Hardly what they were—those blood-drop eyes—
though here and there the crushed resemblance,
dark stains netting roads and sidewalks,

 

the high decibels of their need become
a weak buzz, a hint of silence, eaten bodies
reduced to a metal gleam of wings in the grass,

 

scattered on summer decks whose shade trees
still bear the exoskeletons—the clinging truth
of their precisely measured return—

 

and below those same trees the dropped nymphs

burrowing deep for the slow gorge of a tree-
roots diet, 2038 their ETA. Weeks later,

 

wherever we walk, the die-hard reminder
of a single wing tracked in on kitchen tile, mats
and rugs, the damp gray of the basement floor

 

where spider and cricket—one spinning
in quiet labor, the other singing a civil chirp—
repair the hour to a welcome norm.

 

Annual Binge

Post frost, robins are drunk
on the berries of the Bradford pear
and I am almost embarrassed for them,

screaming their derring-do, wildly
chasing each other, slamming
this very morning into our window,

a hard double thump and a bounce back
for another round, truly tipsy on tiny
globes of fermentation, their crops full

with indulgence.
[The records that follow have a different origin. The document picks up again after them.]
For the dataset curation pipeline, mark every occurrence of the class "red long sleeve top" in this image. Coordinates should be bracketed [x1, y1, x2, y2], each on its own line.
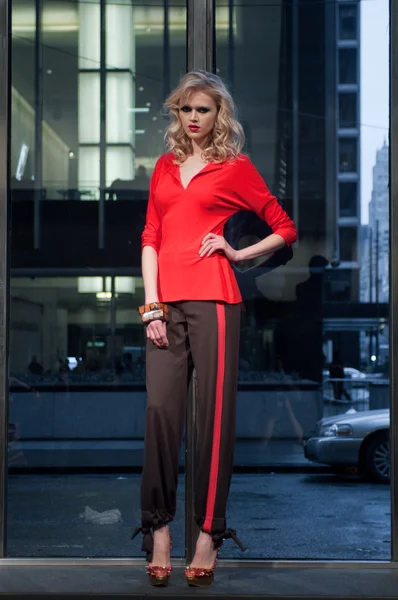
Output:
[142, 152, 297, 304]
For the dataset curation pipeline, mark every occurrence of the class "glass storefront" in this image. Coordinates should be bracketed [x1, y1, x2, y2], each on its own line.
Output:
[1, 0, 394, 577]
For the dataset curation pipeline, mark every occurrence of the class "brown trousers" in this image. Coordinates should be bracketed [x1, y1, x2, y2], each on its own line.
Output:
[132, 301, 245, 559]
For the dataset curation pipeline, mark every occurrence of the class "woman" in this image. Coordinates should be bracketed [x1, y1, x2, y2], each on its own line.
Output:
[132, 70, 297, 587]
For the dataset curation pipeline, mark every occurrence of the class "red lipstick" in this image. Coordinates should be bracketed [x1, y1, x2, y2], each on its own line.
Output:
[188, 125, 200, 131]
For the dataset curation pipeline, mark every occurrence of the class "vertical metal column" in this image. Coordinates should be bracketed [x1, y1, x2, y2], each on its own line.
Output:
[163, 0, 170, 99]
[291, 0, 299, 242]
[206, 0, 215, 74]
[375, 220, 380, 365]
[389, 0, 398, 563]
[0, 0, 10, 557]
[368, 226, 373, 362]
[34, 0, 43, 249]
[110, 276, 116, 371]
[185, 0, 215, 564]
[187, 0, 214, 73]
[99, 0, 106, 249]
[324, 0, 338, 263]
[227, 0, 234, 90]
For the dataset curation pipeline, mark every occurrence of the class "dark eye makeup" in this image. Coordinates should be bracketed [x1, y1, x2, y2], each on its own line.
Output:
[180, 106, 211, 114]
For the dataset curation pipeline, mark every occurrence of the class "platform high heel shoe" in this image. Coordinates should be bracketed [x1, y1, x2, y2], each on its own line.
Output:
[147, 562, 172, 587]
[184, 529, 246, 587]
[184, 546, 220, 587]
[147, 530, 173, 587]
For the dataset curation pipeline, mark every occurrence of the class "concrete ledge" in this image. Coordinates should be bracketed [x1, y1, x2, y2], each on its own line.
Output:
[0, 564, 397, 598]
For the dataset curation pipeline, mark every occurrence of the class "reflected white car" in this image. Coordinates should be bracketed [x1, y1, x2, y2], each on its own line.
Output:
[343, 367, 368, 379]
[322, 367, 367, 380]
[304, 409, 390, 483]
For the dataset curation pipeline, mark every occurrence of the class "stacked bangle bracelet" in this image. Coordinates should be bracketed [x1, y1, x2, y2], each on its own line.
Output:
[138, 302, 169, 324]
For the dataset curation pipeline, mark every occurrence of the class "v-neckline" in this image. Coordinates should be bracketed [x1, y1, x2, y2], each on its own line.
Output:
[179, 162, 211, 191]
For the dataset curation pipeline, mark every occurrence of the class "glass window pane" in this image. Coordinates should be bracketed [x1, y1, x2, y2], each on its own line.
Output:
[78, 74, 101, 144]
[339, 227, 358, 261]
[339, 93, 357, 128]
[106, 72, 134, 145]
[11, 0, 36, 201]
[339, 48, 357, 84]
[216, 0, 390, 564]
[361, 143, 389, 305]
[9, 0, 187, 559]
[79, 146, 100, 197]
[78, 1, 101, 69]
[339, 3, 358, 40]
[339, 138, 357, 172]
[106, 0, 134, 69]
[9, 0, 391, 570]
[325, 268, 355, 302]
[106, 147, 134, 187]
[339, 182, 357, 217]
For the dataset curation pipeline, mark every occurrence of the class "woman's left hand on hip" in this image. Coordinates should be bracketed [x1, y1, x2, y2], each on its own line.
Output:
[199, 233, 239, 262]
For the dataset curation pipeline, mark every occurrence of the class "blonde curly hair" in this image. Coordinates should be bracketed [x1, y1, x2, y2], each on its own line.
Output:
[164, 70, 245, 164]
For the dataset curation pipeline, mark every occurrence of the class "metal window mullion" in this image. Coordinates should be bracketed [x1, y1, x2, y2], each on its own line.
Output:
[0, 0, 10, 558]
[292, 0, 299, 244]
[110, 277, 116, 370]
[185, 0, 215, 565]
[34, 0, 43, 249]
[99, 0, 106, 249]
[325, 0, 338, 264]
[187, 0, 214, 72]
[355, 0, 361, 255]
[206, 0, 215, 73]
[227, 0, 234, 91]
[389, 0, 398, 563]
[163, 0, 170, 98]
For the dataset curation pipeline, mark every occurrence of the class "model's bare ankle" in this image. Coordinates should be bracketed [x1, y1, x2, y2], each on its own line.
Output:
[190, 531, 217, 569]
[154, 525, 169, 537]
[150, 526, 171, 567]
[197, 531, 213, 547]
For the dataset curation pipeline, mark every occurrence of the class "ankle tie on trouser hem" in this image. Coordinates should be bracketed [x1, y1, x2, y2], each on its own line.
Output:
[131, 526, 154, 562]
[211, 528, 246, 552]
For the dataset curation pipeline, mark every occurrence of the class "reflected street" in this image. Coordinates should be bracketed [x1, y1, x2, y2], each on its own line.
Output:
[7, 473, 389, 561]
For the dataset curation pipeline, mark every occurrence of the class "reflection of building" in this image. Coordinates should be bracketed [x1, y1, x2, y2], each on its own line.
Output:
[359, 142, 389, 367]
[8, 0, 369, 379]
[360, 223, 370, 303]
[219, 0, 362, 306]
[10, 0, 188, 376]
[361, 142, 389, 304]
[325, 0, 361, 304]
[11, 1, 187, 200]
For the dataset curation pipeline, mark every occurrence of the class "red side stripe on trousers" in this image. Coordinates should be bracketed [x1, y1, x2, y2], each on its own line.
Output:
[203, 302, 226, 533]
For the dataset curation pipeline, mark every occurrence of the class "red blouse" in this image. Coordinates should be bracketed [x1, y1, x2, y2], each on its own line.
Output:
[142, 153, 297, 304]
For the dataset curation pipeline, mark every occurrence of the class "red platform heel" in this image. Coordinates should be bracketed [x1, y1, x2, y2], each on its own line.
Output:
[147, 563, 172, 587]
[184, 528, 245, 588]
[184, 547, 220, 587]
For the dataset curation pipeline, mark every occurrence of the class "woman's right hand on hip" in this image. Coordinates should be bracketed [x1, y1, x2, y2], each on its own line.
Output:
[146, 319, 169, 348]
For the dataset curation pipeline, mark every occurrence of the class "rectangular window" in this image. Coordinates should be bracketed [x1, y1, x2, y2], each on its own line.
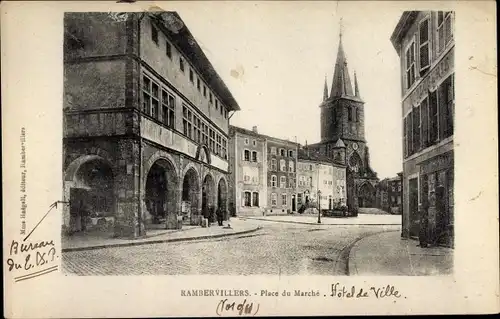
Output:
[161, 89, 175, 128]
[271, 147, 277, 155]
[252, 151, 257, 162]
[439, 75, 454, 139]
[142, 76, 151, 114]
[151, 24, 158, 45]
[271, 193, 277, 206]
[203, 85, 207, 97]
[280, 160, 286, 172]
[429, 89, 439, 143]
[405, 40, 416, 89]
[421, 96, 429, 148]
[437, 12, 454, 54]
[280, 149, 285, 157]
[288, 150, 294, 157]
[215, 100, 219, 110]
[407, 110, 413, 155]
[252, 192, 259, 207]
[243, 150, 250, 161]
[281, 194, 287, 206]
[197, 78, 201, 91]
[244, 192, 251, 207]
[179, 57, 185, 72]
[189, 69, 194, 83]
[297, 193, 303, 204]
[413, 105, 421, 151]
[271, 159, 277, 171]
[166, 41, 172, 58]
[419, 17, 430, 72]
[271, 176, 277, 188]
[182, 105, 192, 139]
[280, 176, 286, 188]
[289, 178, 295, 188]
[288, 161, 294, 172]
[209, 93, 213, 104]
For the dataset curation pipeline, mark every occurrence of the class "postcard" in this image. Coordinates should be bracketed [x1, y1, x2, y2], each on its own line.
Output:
[2, 1, 498, 317]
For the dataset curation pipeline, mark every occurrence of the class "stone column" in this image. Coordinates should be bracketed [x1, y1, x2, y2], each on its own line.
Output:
[114, 139, 142, 238]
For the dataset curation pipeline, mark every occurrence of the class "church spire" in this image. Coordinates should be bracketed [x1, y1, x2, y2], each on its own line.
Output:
[323, 75, 329, 101]
[330, 19, 354, 98]
[354, 70, 360, 98]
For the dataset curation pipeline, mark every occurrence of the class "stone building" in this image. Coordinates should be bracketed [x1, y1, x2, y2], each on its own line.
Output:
[296, 148, 347, 211]
[227, 125, 299, 216]
[391, 11, 455, 247]
[266, 137, 299, 215]
[228, 125, 267, 217]
[63, 12, 240, 238]
[375, 173, 403, 214]
[308, 31, 378, 212]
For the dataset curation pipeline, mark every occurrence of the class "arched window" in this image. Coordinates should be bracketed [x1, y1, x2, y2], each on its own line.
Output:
[349, 152, 363, 173]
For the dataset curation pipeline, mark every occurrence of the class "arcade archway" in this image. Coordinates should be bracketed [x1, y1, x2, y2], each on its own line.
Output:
[144, 158, 178, 229]
[217, 178, 228, 219]
[358, 182, 376, 208]
[65, 156, 115, 236]
[202, 174, 215, 222]
[182, 168, 200, 223]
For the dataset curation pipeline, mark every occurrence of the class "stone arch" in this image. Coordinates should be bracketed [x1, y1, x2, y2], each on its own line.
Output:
[143, 156, 179, 229]
[181, 165, 201, 223]
[201, 172, 216, 222]
[358, 182, 376, 208]
[144, 151, 180, 184]
[217, 176, 228, 220]
[63, 154, 116, 235]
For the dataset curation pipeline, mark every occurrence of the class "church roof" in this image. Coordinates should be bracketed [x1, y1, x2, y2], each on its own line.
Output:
[330, 36, 354, 98]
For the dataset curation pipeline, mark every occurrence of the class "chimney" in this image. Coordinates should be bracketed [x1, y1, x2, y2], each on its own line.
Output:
[252, 126, 258, 133]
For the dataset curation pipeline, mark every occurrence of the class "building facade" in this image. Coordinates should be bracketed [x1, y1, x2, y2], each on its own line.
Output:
[375, 173, 403, 214]
[308, 32, 378, 212]
[228, 126, 267, 217]
[297, 148, 347, 211]
[63, 12, 240, 238]
[391, 11, 455, 247]
[266, 138, 299, 215]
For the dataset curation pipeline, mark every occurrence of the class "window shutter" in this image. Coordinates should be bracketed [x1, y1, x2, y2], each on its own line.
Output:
[421, 97, 429, 147]
[419, 18, 430, 71]
[429, 90, 438, 143]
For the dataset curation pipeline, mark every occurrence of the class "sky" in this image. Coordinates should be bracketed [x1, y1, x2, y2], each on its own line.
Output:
[175, 2, 405, 178]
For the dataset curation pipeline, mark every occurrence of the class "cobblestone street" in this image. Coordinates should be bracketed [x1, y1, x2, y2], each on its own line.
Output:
[62, 220, 399, 276]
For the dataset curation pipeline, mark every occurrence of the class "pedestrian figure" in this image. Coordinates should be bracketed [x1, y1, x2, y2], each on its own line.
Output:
[419, 201, 430, 248]
[216, 206, 224, 226]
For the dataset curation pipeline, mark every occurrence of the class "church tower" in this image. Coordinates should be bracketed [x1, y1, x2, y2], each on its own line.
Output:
[313, 23, 378, 210]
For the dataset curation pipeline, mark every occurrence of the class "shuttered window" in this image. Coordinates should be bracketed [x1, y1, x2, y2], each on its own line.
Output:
[419, 17, 430, 72]
[429, 90, 439, 143]
[413, 105, 421, 152]
[421, 96, 429, 148]
[405, 40, 416, 89]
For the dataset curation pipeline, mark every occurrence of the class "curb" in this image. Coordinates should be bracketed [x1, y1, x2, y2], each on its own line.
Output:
[347, 230, 400, 276]
[242, 217, 400, 227]
[62, 226, 262, 253]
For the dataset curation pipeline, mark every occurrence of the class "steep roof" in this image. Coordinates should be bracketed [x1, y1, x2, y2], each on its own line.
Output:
[297, 148, 345, 168]
[150, 12, 241, 111]
[330, 36, 354, 98]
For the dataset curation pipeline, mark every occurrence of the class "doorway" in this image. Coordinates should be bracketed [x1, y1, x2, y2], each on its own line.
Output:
[291, 195, 296, 212]
[409, 178, 419, 238]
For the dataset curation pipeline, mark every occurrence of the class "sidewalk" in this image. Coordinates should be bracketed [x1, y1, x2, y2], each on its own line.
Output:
[62, 218, 261, 252]
[242, 213, 401, 226]
[348, 231, 453, 276]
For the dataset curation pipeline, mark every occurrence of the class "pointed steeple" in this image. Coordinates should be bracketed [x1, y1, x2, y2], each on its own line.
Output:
[330, 20, 354, 98]
[354, 70, 361, 98]
[323, 75, 329, 101]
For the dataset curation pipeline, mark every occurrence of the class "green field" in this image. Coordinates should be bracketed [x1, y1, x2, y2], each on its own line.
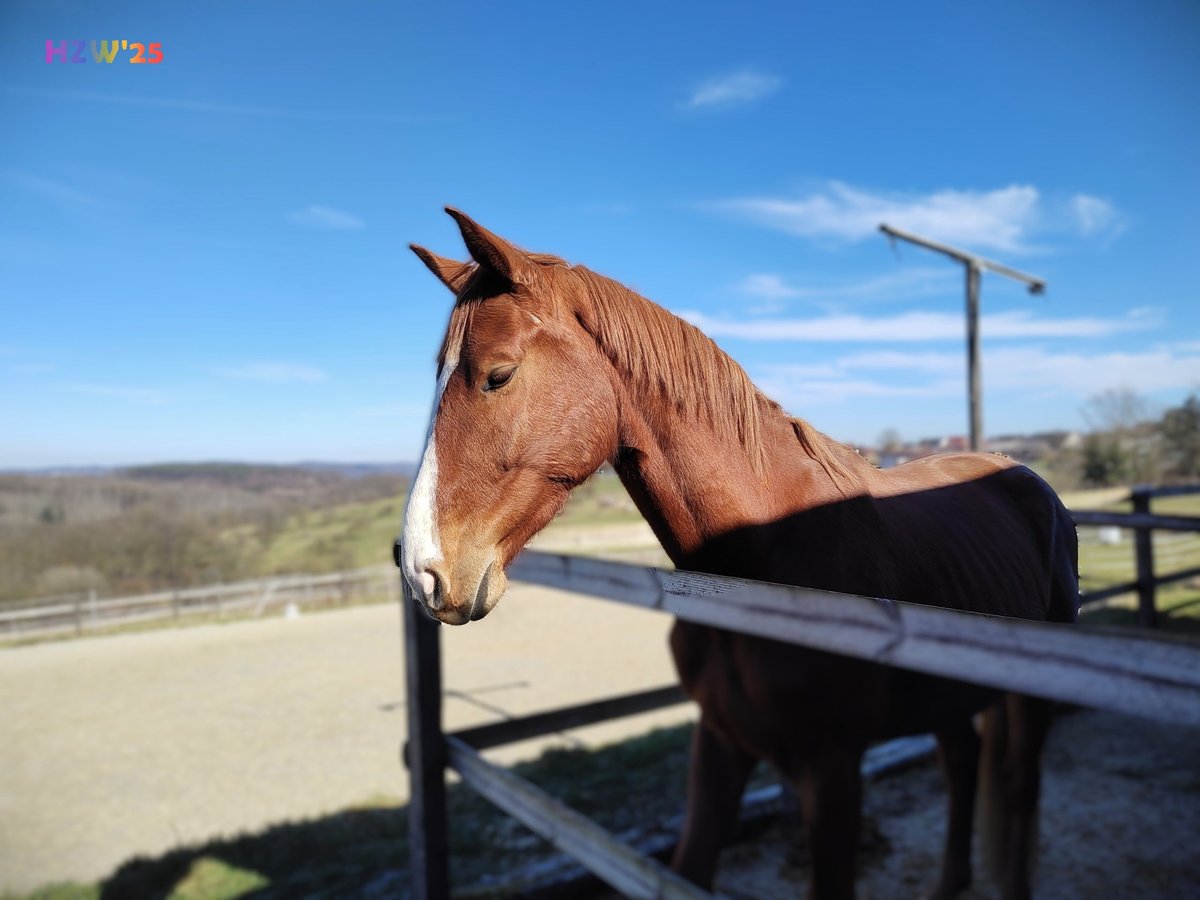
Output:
[241, 469, 645, 576]
[1058, 487, 1200, 631]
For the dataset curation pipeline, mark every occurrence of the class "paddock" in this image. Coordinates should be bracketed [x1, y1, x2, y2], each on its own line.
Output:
[0, 584, 684, 892]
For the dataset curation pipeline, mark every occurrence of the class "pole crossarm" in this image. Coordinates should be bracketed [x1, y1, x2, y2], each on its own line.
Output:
[878, 223, 1046, 293]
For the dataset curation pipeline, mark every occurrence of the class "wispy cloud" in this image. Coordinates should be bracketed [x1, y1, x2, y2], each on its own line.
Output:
[757, 345, 1200, 409]
[67, 384, 168, 406]
[1068, 193, 1122, 237]
[4, 86, 444, 125]
[685, 70, 781, 110]
[679, 307, 1158, 342]
[213, 362, 327, 384]
[734, 267, 956, 306]
[289, 205, 364, 231]
[3, 170, 97, 208]
[710, 181, 1122, 253]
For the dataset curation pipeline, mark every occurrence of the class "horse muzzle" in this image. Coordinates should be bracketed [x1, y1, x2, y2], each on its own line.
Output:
[396, 539, 508, 625]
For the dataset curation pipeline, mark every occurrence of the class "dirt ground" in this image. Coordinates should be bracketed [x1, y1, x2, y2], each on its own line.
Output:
[709, 708, 1200, 899]
[0, 582, 691, 893]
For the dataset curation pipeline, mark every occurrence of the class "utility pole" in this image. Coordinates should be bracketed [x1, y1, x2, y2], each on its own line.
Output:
[878, 223, 1047, 452]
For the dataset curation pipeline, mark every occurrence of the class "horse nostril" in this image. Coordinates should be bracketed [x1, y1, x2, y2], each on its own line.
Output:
[420, 568, 449, 610]
[417, 570, 437, 601]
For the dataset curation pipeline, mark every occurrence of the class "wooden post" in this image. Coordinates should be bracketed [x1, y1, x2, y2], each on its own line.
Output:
[1132, 489, 1158, 627]
[878, 224, 1045, 453]
[965, 262, 982, 451]
[402, 572, 450, 899]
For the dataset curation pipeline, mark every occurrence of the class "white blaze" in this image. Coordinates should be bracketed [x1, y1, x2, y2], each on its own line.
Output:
[401, 344, 460, 605]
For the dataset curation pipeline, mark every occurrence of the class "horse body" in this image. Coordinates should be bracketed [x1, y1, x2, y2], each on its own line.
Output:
[400, 209, 1079, 899]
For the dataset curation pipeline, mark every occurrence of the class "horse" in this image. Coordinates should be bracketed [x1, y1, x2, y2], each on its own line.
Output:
[398, 208, 1079, 899]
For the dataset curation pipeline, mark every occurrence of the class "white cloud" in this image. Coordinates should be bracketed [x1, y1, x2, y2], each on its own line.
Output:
[712, 181, 1122, 253]
[736, 274, 801, 302]
[733, 267, 955, 304]
[686, 70, 781, 110]
[214, 362, 327, 384]
[756, 346, 1200, 409]
[679, 308, 1157, 342]
[1068, 194, 1120, 236]
[290, 205, 364, 230]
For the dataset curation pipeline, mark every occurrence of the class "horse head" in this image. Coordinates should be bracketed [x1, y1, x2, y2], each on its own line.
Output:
[399, 209, 619, 624]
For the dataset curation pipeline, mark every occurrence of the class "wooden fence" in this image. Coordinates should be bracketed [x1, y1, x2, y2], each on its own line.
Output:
[403, 487, 1200, 900]
[0, 565, 395, 639]
[1074, 483, 1200, 626]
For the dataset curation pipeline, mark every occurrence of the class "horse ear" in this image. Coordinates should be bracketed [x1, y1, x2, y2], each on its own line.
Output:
[410, 244, 473, 294]
[444, 207, 535, 285]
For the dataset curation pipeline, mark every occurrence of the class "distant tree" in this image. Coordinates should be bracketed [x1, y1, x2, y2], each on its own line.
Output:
[1080, 387, 1162, 485]
[877, 428, 903, 453]
[1080, 433, 1128, 487]
[1161, 393, 1200, 479]
[34, 565, 107, 597]
[1082, 387, 1152, 434]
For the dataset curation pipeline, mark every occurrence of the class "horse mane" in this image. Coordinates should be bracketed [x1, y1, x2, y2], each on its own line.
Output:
[442, 252, 863, 485]
[554, 265, 775, 472]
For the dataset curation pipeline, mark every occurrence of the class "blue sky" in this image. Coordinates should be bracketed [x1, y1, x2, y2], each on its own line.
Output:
[2, 0, 1198, 467]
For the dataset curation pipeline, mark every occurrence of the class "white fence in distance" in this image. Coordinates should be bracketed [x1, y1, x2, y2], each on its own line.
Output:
[0, 565, 395, 639]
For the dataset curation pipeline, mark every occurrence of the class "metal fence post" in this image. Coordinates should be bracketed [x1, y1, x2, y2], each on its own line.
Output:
[1132, 488, 1157, 627]
[402, 572, 450, 899]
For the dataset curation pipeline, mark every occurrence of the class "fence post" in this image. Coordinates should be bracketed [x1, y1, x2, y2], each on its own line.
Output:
[1132, 488, 1157, 627]
[74, 595, 83, 636]
[402, 571, 450, 899]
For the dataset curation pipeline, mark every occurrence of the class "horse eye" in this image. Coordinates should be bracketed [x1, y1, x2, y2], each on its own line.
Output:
[484, 366, 517, 392]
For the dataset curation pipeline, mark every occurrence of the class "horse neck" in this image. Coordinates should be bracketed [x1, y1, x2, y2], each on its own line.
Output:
[573, 272, 874, 562]
[614, 404, 874, 562]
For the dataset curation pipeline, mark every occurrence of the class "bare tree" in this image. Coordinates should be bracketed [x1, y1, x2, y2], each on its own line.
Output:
[1080, 388, 1162, 485]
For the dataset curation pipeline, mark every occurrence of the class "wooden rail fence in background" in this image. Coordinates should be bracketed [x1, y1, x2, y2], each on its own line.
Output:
[0, 565, 395, 639]
[404, 485, 1200, 900]
[1075, 483, 1200, 626]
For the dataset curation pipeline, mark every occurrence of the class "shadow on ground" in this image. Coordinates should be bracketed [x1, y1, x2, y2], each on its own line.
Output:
[13, 724, 696, 900]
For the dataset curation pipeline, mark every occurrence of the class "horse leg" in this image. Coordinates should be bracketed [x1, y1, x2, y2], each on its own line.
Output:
[794, 743, 864, 900]
[928, 717, 981, 900]
[670, 719, 755, 889]
[998, 693, 1051, 900]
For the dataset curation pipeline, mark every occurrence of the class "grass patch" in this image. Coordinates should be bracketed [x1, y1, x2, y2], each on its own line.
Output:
[245, 470, 641, 578]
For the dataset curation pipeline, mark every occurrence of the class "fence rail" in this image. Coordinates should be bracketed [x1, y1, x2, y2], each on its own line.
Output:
[1076, 483, 1200, 626]
[404, 485, 1200, 900]
[0, 566, 395, 639]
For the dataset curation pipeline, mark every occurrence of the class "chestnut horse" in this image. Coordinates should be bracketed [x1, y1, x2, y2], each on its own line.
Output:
[399, 208, 1078, 899]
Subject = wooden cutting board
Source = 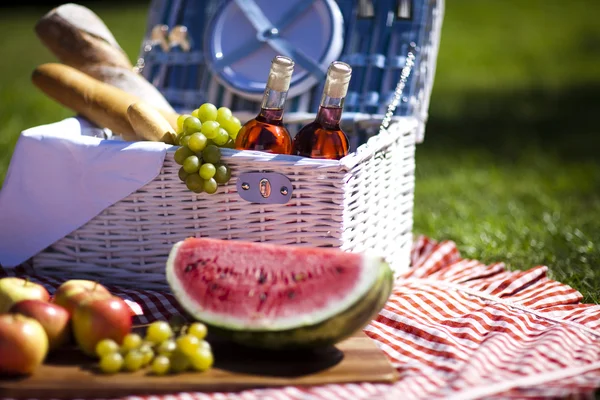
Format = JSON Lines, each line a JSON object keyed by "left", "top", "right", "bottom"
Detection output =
{"left": 0, "top": 331, "right": 397, "bottom": 399}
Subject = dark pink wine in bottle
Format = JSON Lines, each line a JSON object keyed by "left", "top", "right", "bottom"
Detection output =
{"left": 293, "top": 62, "right": 352, "bottom": 160}
{"left": 235, "top": 56, "right": 295, "bottom": 155}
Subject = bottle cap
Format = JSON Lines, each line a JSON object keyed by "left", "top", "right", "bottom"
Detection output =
{"left": 266, "top": 56, "right": 295, "bottom": 92}
{"left": 323, "top": 61, "right": 352, "bottom": 98}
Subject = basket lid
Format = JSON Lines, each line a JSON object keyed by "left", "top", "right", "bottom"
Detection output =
{"left": 204, "top": 0, "right": 344, "bottom": 101}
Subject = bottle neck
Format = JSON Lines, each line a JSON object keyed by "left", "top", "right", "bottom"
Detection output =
{"left": 261, "top": 87, "right": 288, "bottom": 111}
{"left": 257, "top": 87, "right": 287, "bottom": 124}
{"left": 316, "top": 95, "right": 345, "bottom": 127}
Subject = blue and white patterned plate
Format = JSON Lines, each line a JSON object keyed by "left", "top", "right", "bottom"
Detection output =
{"left": 204, "top": 0, "right": 345, "bottom": 101}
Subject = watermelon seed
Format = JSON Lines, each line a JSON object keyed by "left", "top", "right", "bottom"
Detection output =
{"left": 257, "top": 273, "right": 267, "bottom": 284}
{"left": 335, "top": 266, "right": 344, "bottom": 274}
{"left": 219, "top": 273, "right": 227, "bottom": 279}
{"left": 209, "top": 283, "right": 219, "bottom": 291}
{"left": 259, "top": 293, "right": 267, "bottom": 302}
{"left": 293, "top": 273, "right": 306, "bottom": 282}
{"left": 287, "top": 290, "right": 295, "bottom": 299}
{"left": 184, "top": 264, "right": 196, "bottom": 273}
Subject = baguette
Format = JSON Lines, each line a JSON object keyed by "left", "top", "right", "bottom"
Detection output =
{"left": 35, "top": 3, "right": 176, "bottom": 114}
{"left": 35, "top": 3, "right": 132, "bottom": 70}
{"left": 82, "top": 65, "right": 175, "bottom": 113}
{"left": 32, "top": 63, "right": 179, "bottom": 141}
{"left": 127, "top": 102, "right": 177, "bottom": 144}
Even the deer—
come up from the woods behind
the house to kamikaze antics—

are startled to a freeze, rearing up
and turning back with a huff
to the timbered quiet of their night.


A retired teacher of English and photography, Roger Pfingston is the recipient of a Creative Writing Fellowship from the National Endowment for the Arts and two PEN Syndicated Fiction Awards. He has new poems in recent issues of Hamilton Stone Review, Dash, Tipton Poetry Journal, and American Journal of Poetry. His chapbook, What’s Given, is available from Kattywompus Press.